ORANGEBURG, S.C. (April 1) – The former co-host of BET’s popular 106 & Park video countdown show blasted this week what he called the destructive messages of many of the show’s most popular music videos.

A.J. Calloway co-hosted the show for five years with Free, whose given name is Marie Wright. Both left the show in July.

“I couldn’t watch my own show with my niece on my lap,” Calloway told an audience Wednesday at South Carolina State University as part of the “Black Student Today” panel. The discussion focused on the impact of hip-hop music.

“Pick your five favorite songs,” Calloway said. “Write down every word that’s in your favorite songs. Read it back to yourself and think about what that has put into your head.

“Understand internally what you’re taking into your soul and into your system. Really look at it. You might say it doesn’t do anything, but I’m telling you it does.”

Calloway has said that he left because he was only offered a brief extension at the end of his contract. But BET executive Stephen Hill said then that he was surprised Calloway decided to leave the popular show.

Calloway told the university audience he had vowed that after facing racism growing up in New Jersey he would “never do anything against my race.”

“I felt like I was hurting us by doing what I was doing,” he said.
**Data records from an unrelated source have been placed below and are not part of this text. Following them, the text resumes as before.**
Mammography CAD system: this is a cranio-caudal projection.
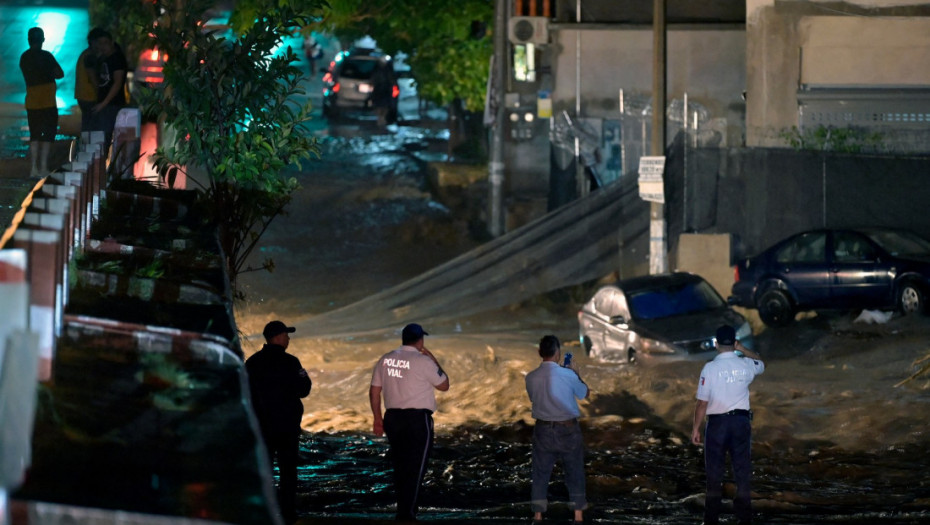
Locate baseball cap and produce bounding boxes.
[401,323,429,343]
[263,320,296,339]
[715,325,736,346]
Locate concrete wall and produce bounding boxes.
[746,0,930,147]
[548,27,746,142]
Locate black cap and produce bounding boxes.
[402,323,428,344]
[716,325,736,346]
[263,320,296,339]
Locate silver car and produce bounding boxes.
[578,272,753,363]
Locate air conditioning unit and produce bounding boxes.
[508,16,549,46]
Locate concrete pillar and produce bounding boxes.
[12,229,62,381]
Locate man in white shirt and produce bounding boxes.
[370,323,449,521]
[691,325,765,525]
[525,335,589,524]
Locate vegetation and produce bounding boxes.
[87,0,158,68]
[779,125,885,154]
[309,0,494,113]
[133,0,323,295]
[307,0,495,158]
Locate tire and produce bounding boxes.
[757,289,795,327]
[897,282,924,315]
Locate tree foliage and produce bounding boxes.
[314,0,494,112]
[135,0,323,294]
[780,125,885,154]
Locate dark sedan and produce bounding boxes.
[578,272,753,363]
[729,228,930,327]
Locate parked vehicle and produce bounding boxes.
[729,228,930,327]
[578,272,753,363]
[322,48,399,122]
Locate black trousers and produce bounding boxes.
[704,412,753,524]
[383,408,434,521]
[263,429,300,524]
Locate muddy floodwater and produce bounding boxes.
[237,127,930,524]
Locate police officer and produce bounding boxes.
[369,323,450,521]
[691,325,765,525]
[246,320,312,525]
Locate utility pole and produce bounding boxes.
[649,0,667,274]
[488,0,508,237]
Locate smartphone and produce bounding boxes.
[563,352,573,367]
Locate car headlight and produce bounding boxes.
[640,338,677,355]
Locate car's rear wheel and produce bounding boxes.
[897,282,924,315]
[757,289,795,327]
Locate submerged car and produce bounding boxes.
[729,228,930,327]
[578,272,753,363]
[322,48,399,122]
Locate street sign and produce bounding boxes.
[638,156,666,203]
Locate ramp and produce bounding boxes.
[296,180,648,337]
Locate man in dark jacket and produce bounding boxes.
[246,320,312,524]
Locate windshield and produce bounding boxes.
[339,59,379,79]
[627,280,726,321]
[865,230,930,257]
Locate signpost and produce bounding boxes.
[638,155,667,274]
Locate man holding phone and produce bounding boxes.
[525,335,589,524]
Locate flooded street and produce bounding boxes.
[237,123,930,524]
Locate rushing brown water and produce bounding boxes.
[235,128,930,524]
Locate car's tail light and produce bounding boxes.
[333,82,341,93]
[734,264,741,283]
[392,84,399,98]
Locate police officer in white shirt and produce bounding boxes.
[369,323,449,521]
[691,325,765,525]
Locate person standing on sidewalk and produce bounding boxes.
[525,334,589,524]
[369,323,449,522]
[246,320,313,525]
[691,325,765,525]
[19,27,64,178]
[88,28,127,150]
[74,28,100,134]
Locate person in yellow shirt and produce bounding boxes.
[19,27,64,178]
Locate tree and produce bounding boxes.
[314,0,494,158]
[135,0,323,295]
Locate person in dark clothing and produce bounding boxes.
[87,28,127,149]
[246,320,312,525]
[19,26,64,178]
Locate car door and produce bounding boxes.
[829,231,895,308]
[771,231,831,307]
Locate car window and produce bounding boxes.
[775,232,826,264]
[627,280,724,321]
[339,59,378,79]
[866,230,930,257]
[833,232,877,263]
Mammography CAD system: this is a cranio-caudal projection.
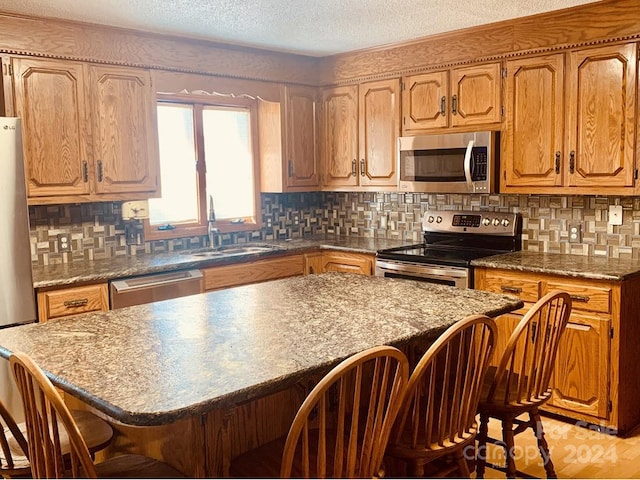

He said the messages in some hip-hop music serve as a distraction to the challenges facing blacks.

“We’re so lost in the music, we don’t understand the reality of what’s happening day-to-day in our lives,” he said. “All those institutions that are out to bring down (blacks) don’t have to work any more because we’re doing it to ourselves. … They’re laughing at us.”

Another panelist defended hip-hop music’s messages.

“Most of the lyrics, if you listen to the poetry of hip-hop, is about taking a devastating situation and making it better, coming up out of poverty,” said Ben Chavis, co-founder of the Hip-Hop Summit Action Network.